Science and technology should not be an appendix to one of the biggest ministry in the country. Dealing with primary and secondary education is already a major undertaking. Perhaps that is why when one visits the website of the ministry, one is greeted by a vision statement that does not mention technology.
The ministry’s vision is “for the education sector to be a catalyst for socio-economic development, industrial growth and instrument for empowering the poor, the weak and voiceless. Education enhances group solidarity, national consciousness and tolerance of diversity. In essence, the sector wishes to ensure better access and equity, relevance and quality and good governance and management in all institutions from basic education to higher education.”
Even the mission itself does not clearly demonstrate the role science and technology plays in development.

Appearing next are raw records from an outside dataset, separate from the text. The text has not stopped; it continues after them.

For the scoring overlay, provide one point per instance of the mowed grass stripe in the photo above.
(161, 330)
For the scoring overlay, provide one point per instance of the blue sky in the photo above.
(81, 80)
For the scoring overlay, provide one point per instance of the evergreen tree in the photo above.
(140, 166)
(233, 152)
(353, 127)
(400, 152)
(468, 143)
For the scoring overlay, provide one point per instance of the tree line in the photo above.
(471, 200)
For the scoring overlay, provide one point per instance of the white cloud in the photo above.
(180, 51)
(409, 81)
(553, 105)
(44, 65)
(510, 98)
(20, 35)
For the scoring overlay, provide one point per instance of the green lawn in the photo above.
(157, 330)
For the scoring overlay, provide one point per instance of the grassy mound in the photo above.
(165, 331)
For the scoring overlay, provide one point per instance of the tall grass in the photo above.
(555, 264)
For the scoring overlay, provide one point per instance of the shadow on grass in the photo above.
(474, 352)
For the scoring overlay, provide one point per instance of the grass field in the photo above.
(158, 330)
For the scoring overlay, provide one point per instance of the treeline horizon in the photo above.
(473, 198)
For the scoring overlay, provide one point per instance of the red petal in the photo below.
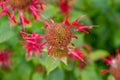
(49, 50)
(76, 54)
(65, 21)
(107, 61)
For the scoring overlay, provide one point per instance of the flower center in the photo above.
(115, 69)
(58, 35)
(59, 52)
(20, 3)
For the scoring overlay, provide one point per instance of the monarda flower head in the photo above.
(59, 35)
(114, 66)
(32, 6)
(32, 43)
(64, 6)
(5, 58)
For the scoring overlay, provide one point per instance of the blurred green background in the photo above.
(103, 39)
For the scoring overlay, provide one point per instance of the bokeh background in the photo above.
(102, 40)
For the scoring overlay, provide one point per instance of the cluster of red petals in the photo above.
(32, 43)
(5, 58)
(34, 8)
(64, 6)
(109, 61)
(76, 53)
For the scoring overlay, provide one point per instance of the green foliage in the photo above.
(103, 15)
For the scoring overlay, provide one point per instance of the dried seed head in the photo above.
(20, 3)
(58, 35)
(115, 69)
(59, 52)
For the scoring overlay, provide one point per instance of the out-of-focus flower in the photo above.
(114, 66)
(32, 6)
(59, 35)
(32, 43)
(64, 6)
(5, 58)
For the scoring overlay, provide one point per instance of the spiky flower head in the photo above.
(59, 35)
(32, 6)
(114, 66)
(64, 6)
(32, 43)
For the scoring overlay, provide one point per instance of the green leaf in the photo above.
(51, 64)
(37, 76)
(98, 54)
(110, 78)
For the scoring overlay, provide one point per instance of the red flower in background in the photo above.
(64, 6)
(32, 43)
(114, 66)
(32, 6)
(5, 58)
(59, 35)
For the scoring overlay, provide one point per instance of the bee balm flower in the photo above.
(64, 6)
(32, 43)
(32, 6)
(59, 35)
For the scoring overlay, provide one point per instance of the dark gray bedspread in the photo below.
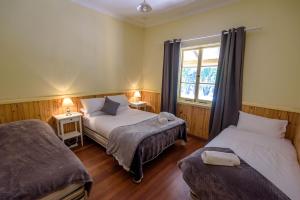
(34, 162)
(154, 145)
(226, 183)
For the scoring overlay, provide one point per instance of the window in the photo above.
(198, 73)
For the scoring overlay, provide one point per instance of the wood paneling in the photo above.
(43, 109)
(197, 117)
(293, 118)
(153, 101)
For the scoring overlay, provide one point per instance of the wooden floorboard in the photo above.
(162, 178)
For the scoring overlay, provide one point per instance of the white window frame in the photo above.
(200, 48)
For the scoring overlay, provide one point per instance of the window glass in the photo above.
(210, 56)
(208, 74)
(187, 91)
(198, 87)
(206, 92)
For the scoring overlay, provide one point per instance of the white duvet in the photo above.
(104, 124)
(274, 158)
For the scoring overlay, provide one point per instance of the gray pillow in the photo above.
(110, 107)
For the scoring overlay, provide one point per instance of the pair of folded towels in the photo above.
(165, 117)
(220, 158)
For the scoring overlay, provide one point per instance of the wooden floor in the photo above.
(162, 178)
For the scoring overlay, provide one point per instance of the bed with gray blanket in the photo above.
(226, 183)
(269, 168)
(134, 137)
(35, 164)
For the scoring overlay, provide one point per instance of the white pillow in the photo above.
(262, 125)
(122, 99)
(92, 105)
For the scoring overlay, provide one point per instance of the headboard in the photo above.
(297, 141)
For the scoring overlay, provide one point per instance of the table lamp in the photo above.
(67, 102)
(136, 95)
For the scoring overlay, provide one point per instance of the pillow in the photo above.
(92, 105)
(110, 107)
(93, 114)
(121, 99)
(262, 125)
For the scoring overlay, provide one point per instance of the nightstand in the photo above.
(141, 105)
(63, 119)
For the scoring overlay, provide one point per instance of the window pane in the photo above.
(210, 56)
(187, 91)
(188, 74)
(206, 92)
(190, 58)
(208, 74)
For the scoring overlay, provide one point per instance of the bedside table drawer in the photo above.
(66, 121)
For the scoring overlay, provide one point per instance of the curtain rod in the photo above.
(218, 35)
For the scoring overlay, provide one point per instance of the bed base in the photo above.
(72, 192)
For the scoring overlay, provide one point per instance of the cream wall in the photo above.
(55, 47)
(272, 64)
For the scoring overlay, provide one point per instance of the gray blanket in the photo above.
(226, 183)
(123, 141)
(34, 162)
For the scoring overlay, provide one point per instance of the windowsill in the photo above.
(198, 104)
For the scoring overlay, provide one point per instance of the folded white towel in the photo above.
(167, 115)
(220, 158)
(162, 120)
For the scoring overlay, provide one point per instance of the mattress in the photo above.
(104, 124)
(274, 158)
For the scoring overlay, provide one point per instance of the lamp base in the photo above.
(68, 112)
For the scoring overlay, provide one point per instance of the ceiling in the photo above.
(163, 10)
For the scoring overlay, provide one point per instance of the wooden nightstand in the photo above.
(63, 119)
(141, 105)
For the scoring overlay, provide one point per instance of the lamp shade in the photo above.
(137, 94)
(67, 102)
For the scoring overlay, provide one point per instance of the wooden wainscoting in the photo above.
(293, 118)
(44, 109)
(197, 117)
(153, 101)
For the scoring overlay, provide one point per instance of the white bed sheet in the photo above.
(274, 158)
(104, 124)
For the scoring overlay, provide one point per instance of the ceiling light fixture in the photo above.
(144, 7)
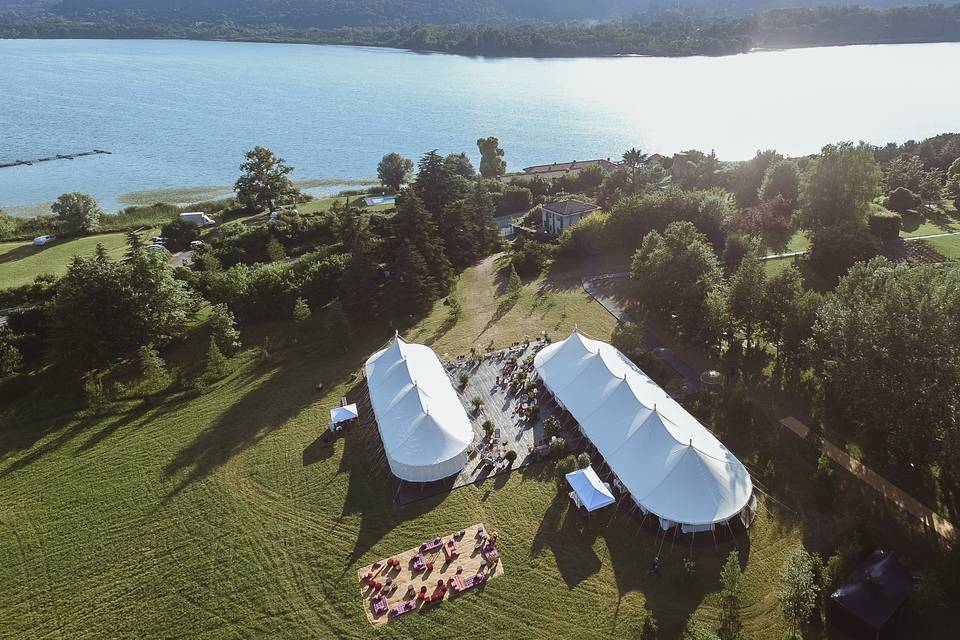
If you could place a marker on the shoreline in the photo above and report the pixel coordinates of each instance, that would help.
(184, 196)
(503, 56)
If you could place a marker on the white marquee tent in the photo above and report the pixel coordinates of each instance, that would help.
(671, 465)
(424, 428)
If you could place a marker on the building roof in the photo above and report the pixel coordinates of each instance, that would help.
(569, 207)
(424, 428)
(876, 590)
(566, 167)
(671, 464)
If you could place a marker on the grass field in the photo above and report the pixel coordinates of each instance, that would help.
(21, 262)
(219, 516)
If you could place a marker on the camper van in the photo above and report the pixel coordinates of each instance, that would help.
(198, 218)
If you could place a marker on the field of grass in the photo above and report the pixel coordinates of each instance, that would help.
(21, 262)
(221, 516)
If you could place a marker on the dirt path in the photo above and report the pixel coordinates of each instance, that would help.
(881, 485)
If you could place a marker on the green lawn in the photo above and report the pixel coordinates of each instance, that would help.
(21, 262)
(219, 516)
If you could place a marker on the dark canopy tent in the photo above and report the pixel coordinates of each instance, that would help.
(870, 604)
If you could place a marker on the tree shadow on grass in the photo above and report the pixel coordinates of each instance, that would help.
(19, 253)
(371, 491)
(281, 393)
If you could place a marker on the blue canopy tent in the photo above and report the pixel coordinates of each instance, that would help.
(342, 414)
(589, 491)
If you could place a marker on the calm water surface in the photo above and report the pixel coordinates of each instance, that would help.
(178, 114)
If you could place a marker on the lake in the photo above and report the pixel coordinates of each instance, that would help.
(181, 114)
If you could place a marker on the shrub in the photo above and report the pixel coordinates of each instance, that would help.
(902, 200)
(885, 225)
(179, 234)
(824, 482)
(488, 427)
(689, 569)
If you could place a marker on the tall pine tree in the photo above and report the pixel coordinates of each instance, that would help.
(433, 183)
(413, 222)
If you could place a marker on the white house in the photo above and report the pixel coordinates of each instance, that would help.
(559, 215)
(198, 218)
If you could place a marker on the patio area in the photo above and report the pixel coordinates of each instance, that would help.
(505, 404)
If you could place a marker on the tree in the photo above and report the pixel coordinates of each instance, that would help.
(746, 294)
(433, 185)
(223, 329)
(264, 181)
(674, 272)
(179, 234)
(8, 226)
(634, 159)
(909, 172)
(798, 591)
(458, 164)
(902, 200)
(838, 185)
(492, 164)
(414, 222)
(104, 310)
(78, 213)
(217, 364)
(301, 312)
(886, 346)
(781, 179)
(10, 358)
(514, 285)
(833, 250)
(394, 170)
(745, 178)
(731, 586)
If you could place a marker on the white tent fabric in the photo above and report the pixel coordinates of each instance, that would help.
(424, 428)
(342, 414)
(589, 491)
(672, 465)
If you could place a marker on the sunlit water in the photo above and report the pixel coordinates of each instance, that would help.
(180, 113)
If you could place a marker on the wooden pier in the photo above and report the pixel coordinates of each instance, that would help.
(59, 156)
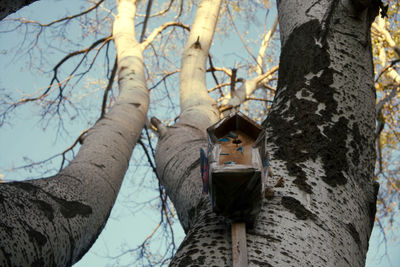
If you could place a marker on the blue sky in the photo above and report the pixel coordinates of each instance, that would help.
(25, 135)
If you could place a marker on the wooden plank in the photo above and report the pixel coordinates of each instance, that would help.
(239, 246)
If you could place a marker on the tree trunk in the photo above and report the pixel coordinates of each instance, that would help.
(320, 135)
(54, 221)
(10, 6)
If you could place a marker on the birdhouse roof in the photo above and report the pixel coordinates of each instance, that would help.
(232, 122)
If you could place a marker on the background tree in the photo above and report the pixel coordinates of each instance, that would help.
(328, 123)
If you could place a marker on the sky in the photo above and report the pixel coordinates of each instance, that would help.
(136, 213)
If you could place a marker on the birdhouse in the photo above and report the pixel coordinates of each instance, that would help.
(236, 176)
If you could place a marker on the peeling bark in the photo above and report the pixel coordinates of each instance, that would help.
(54, 221)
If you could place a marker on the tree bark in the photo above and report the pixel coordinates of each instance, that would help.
(10, 6)
(54, 221)
(320, 134)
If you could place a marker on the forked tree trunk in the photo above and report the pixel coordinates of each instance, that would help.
(54, 221)
(10, 6)
(320, 135)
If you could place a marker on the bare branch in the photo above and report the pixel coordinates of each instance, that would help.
(108, 88)
(158, 30)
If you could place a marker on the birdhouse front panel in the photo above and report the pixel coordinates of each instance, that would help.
(236, 175)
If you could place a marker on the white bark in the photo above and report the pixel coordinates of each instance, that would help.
(54, 221)
(320, 135)
(264, 45)
(178, 148)
(10, 6)
(193, 91)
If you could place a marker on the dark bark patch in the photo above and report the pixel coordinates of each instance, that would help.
(304, 106)
(101, 166)
(270, 238)
(38, 263)
(25, 186)
(46, 208)
(6, 228)
(353, 232)
(36, 237)
(261, 263)
(70, 209)
(295, 207)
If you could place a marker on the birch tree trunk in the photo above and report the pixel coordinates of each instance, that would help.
(320, 135)
(54, 221)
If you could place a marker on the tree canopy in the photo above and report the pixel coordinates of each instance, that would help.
(69, 56)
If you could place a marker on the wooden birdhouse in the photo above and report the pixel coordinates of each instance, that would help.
(236, 176)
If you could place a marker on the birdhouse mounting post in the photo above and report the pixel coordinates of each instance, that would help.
(239, 246)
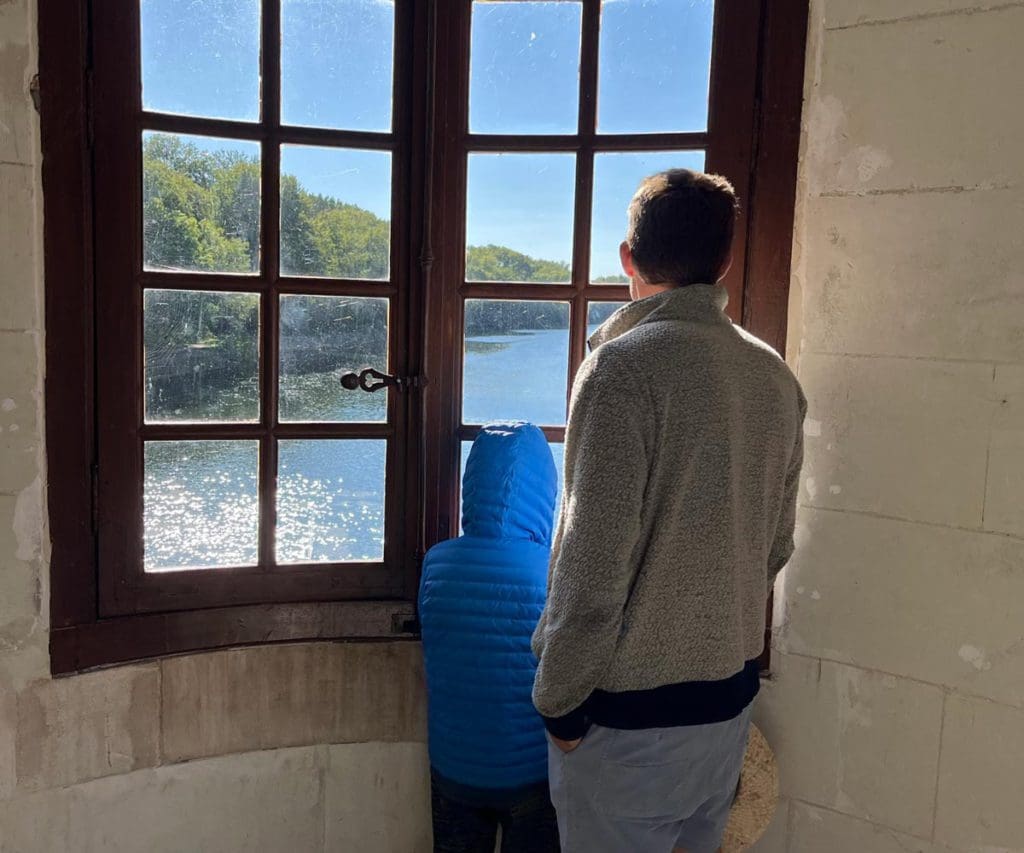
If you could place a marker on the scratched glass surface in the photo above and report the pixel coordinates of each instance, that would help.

The ministry’s mission is to provide quality and relevant education to the Malawian nation. Such education should enable people to acquire relevant knowledge, skills, expertise and competencies to perform effectively as citizens, workforce and as leaders of Malawi, thereby reducing poverty among the people of Malawi. There is need to begin to acknowledge that science and technology can indeed make a difference to our country.
Developments in science and technology have fundamentally changed the way people live, connect, communicate and transact and in the process making the citizens able to enhance their livelihood and, in addition, contribute positively to economic development. These types of benefits can only be possible if the country invests in quality education for youths and continuous skills training for all levels of management.
The role that science and technology plays in development is so huge that deliberate efforts need to be made by the nation to prioritise efforts that should support the technological and scientific advances. Over the years, the role that science and technology has played in advancing health systems, education and infrastructure is immense. In fact, instead of saying that, in Malawi, the engine of growth is the private sector, I would propose that we begin to embrace the mantra that technology is the engine of economic growth.
For Malawi, the potential of technology is there; the talent is there; what is lacking is a strategic direction that puts technology at the centre of development and not on the peripheral. Over the years, the country has witnessed an increase in the lack of skilled labour as well as capital; the product of this combination is inefficient production. The nation has almost the same human capital as other developed countries. In fact, Malawi’s population is more than that of Belgium and yet Malawi produces less than Belgium. The main reason for this huge difference in productivity is not due to lack of educated labour alone but the inability to adopt and adapt technologies to raise productivity. Adopting appropriate technologies leads directly to higher productivity, which is the key to growth.
Indeed, countries that have dedicated themselves to increasing their stock of knowledge and have nurtured and deliberately encouraged creativity and technological innovat ion exper ienced sustained growth over long periods. While those countries that have not amassed massive stocks of knowledge, bright and creative people have struggled to improve the lives of their citizens.
Malawi should start to create incentives to encourage those that are technologically gifted and should also allocate resources in a way and manner that encourage research and development. One of the ways to ensure future success for the country is to increase its abilities to innovate and learn by doing and to invest public funding to deliberately encourage and support research and development in critical areas.
Access to technology and its application are critical. Science and technology could be the difference between Malawi being able to tackle poverty effectively by growing and developing their economies and the perpetual tag of “one of the poorest countries in the world”. The route to Malawi’s economic development squarely depends on its ability to grasp and apply insights from science and technology and use them creatively.